Most parents quail at the mention of a mental illness in someone who is getting on with other things in life. It is the last thing we want to hear about a child who is lovely and possibly doing so well in other things. None the less, self starvation in whatever way it is done is a dangerous and sometimes life-threatening compulsion. How dangerous it is depends on the things they do to themselves to keep their weight down (like purging) or running marathons on empty. The “anorexias” have a high mortality rate, more often by suicide rather than starvation. On the other hand, 80% of sufferers usually get well but not without some scars.
The average lifespan of the illness is about 7 years during which there may be effects on education, physical health and great family suffering. Treatment involves the family who have a crucial role to play plus medical, nutritional and expert psychological help. To get well, someone with one of the “anorexias” will need to reach a “turning point’ in which they become fully aware of what is happening to them and they are able to make a conscious decision to fight the voices in their head. Until they get to the turning point they will resist, cheat, lie and hide to get people off their back. They may lose precious time like the ability to continue with their studies for a while. This is because they are petrified of change.
To get to this turning point therefore you need one kind of help which can take time. You need to know that sometimes intervention will make things worse in the short term but this would have happened anyway. Then we will need to keep your loved one safe in any way we can.
And I have to say this, if there is bulimia in any shape or form treatment is all the more urgent because this can become a secondary addiction which is even more sinister to health and wellbeing.
You cannot PERSUADE someone to eat more; they have to agree to take it on before the fear is gone so that they confront those fears on their own. At times, and in serious cases, we have to make feeding non-negotiable so that there is a degree of physical improvement which will confront food fears directly and help someone to think more clearly. After all, a starving brain cannot think rationally.
Sometimes this can be done at home with proper parental training, and sometimes it can only be done in a hospital or clinic or even with a feeding tube. Fortunately, this is rare. The nature of this illness as desired makes older people all the less willing to accept help but you will need to find a way to make this non negotiable in any way you can.
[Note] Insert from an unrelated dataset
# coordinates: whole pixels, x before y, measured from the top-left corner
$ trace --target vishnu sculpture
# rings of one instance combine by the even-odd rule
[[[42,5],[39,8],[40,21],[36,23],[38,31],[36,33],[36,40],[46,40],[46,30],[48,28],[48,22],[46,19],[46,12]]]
Nutritional help on its own help will not be sustained unless there is intensive psychological strengthening as well.
This turning point, it can happen after one year, or two or seven or decades. Clearly we want to try and bring it forward so we have a willing participant in therapy rather than a hostile opponent. People on the road to recovery from the “anorexias” do welcome guidance from someone who really understands anorexia completely and who can help them to feel deserving of having food. We have to work on perfectionism and give these people a whole new vocabulary of emotions to communicate to people around them. Relapses are to be expected now and then.
All people who start restricting food, or certain nutrients need a thorough assessment and a referral to whatever is in their best interests now. You as parents will need to learn what is helpful as a way of confronting this illness and what is not. There is no quick fix, but please have hope but please have hope, this is nasty but there is a strong chance of recovery and the more quickly this gets addressed, the faster it can be.